US risks $294 bln global retaliation over auto tariffs, EU warns
The European Union warned on July 2 that up to $294 billion worth of U.S. exports would face counter-measures if President Donald Trump went through with his threat to slap duties on auto imports.
Trump has singled out the Europeans as a problem as great to the U.S. on trade as China and laid out threats to fight the EU with a 20 percent duty on EU auto imports, a particular source of his scorn.
Trump’s threat was the latest salvo in an escalating trade war that saw the EU slap duties on U.S.-made jeans and Harley Davidson motorcycles in a tit-for-tat response to U.S. tariffs on European steel and aluminum exports.
In a letter to U.S. authorities, the European Commission, which handles trade policy for the bloc’s 28 members, painted a stark picture of what the U.S. economy would face if Trump followed through on his threat.
“Economic analysis confirms that an increased tariff on these products will be harmful first and foremost for the U.S. economy,” the letter said.
The commission said “up to $294 billion of U.S. exports... could be subject to countermeasures across sectors of the U.S. economy”, which was equivalent to a staggering 19 percent of total U.S. exports in 2017.
The commission also underlined that European car companies were important contributors to the U.S. economy and “well established” there.
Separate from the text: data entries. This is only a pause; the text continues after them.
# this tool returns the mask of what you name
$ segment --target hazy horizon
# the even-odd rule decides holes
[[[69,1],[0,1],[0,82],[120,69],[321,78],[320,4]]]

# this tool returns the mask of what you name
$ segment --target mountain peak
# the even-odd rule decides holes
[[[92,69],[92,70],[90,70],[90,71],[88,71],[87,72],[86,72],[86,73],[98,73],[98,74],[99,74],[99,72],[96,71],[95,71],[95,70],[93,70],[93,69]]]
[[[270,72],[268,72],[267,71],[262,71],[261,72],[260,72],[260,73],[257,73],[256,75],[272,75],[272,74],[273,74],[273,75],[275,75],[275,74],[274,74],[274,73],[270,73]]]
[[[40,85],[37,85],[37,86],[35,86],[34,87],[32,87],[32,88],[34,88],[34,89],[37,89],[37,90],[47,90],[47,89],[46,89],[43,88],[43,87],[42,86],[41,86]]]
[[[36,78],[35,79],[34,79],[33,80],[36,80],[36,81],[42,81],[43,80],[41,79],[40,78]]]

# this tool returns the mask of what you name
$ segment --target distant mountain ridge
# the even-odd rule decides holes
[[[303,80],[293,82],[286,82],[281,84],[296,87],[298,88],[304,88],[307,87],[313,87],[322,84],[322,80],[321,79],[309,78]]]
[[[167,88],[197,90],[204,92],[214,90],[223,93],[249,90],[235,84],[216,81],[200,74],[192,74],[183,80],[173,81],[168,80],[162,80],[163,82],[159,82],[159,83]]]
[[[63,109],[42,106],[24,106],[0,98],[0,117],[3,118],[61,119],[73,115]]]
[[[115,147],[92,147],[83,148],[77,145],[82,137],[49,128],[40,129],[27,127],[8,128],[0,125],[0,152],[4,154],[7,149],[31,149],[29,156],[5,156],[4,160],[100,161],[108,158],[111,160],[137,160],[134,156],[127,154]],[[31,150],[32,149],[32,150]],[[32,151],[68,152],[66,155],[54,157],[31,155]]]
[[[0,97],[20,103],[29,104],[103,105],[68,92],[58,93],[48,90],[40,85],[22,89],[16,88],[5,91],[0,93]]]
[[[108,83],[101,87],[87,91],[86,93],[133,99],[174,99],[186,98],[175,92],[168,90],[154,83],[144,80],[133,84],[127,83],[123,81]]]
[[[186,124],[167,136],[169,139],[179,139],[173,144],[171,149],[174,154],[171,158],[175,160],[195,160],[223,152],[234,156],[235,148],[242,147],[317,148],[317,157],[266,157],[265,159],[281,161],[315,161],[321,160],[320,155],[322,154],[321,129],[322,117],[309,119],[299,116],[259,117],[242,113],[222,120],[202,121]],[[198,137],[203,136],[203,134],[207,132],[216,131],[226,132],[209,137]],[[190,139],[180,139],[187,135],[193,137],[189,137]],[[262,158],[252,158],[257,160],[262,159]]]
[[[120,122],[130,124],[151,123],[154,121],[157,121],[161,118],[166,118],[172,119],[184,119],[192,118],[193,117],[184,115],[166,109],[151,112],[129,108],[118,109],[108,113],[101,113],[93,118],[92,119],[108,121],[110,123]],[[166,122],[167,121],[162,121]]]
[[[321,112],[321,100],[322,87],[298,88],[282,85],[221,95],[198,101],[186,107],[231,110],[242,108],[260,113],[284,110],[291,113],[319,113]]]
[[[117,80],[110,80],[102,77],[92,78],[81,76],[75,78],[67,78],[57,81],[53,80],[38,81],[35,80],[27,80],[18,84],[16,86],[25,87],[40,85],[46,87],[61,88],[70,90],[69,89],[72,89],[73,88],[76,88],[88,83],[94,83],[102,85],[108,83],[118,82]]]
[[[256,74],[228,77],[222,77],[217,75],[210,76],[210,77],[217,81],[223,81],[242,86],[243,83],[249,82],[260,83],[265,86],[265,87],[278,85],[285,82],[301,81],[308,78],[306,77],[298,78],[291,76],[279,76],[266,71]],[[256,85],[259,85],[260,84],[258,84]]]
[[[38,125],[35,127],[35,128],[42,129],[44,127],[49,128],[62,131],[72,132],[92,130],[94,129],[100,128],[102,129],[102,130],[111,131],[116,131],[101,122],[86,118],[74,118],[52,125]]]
“In 2017, U.S.-based EU companies produced close to 2.9 million automobiles, which accounted for 26 percent of total U.S. production,” it said.
These companies support 120,000 direct and indirect U.S. jobs in plants across the country, the EU said, pointing to sites in South Carolina, Alabama, Mississippi and Tennessee -- southern U.S. states known for their unwavering support for Trump.